All these facts are a matter of public record
and clearly indicate that we have some serious problems in the POW/MIA
arena that our elected officials refuse to acknowledge.
If, even after all of this, you still do not believe our Brothers were not abandoned Please read
U.S. POW/MIA's Who May Have Survived In Captivity
or
We as AMERICANS cannot allow this farce to continue. The Need to get specific answers is more important now than ever before. Some of our MIA's are now in their 70's and their time grows short.
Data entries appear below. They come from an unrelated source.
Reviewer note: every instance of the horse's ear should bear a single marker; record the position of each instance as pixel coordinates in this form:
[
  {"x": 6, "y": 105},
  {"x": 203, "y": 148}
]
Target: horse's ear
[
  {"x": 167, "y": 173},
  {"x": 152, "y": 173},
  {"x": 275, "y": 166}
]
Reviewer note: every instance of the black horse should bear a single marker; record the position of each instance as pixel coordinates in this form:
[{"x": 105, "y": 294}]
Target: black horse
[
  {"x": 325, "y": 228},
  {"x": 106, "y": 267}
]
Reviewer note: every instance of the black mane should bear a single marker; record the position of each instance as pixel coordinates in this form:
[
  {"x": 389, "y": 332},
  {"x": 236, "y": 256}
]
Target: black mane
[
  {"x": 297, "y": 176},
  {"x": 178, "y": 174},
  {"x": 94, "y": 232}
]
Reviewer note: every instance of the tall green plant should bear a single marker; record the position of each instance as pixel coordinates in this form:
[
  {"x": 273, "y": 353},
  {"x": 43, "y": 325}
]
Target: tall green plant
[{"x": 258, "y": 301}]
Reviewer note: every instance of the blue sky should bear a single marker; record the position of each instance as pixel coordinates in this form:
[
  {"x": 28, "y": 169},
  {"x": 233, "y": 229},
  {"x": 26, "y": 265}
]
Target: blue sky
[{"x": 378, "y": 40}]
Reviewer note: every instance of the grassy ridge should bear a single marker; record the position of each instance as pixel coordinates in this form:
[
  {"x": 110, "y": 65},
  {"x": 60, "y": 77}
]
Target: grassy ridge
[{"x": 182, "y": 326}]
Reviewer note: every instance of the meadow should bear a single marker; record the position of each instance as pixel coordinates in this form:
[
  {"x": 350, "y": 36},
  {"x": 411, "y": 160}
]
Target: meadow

We have to demand answers from our bureaucrats and keep standing on their necks (figuratively speaking) until they get the message that THEY work for US and that WE are serious about getting these long overdue responses. Diplomatic considerations aside... We can NO LONGER tolerate questionable protocols by pseudo-aristocratic armchair strategists to determine or influence the fate of the men who were in the trenches while the diplomats were sharing sherry and canapes and talking about "THEIR" plans for S.E. Asia.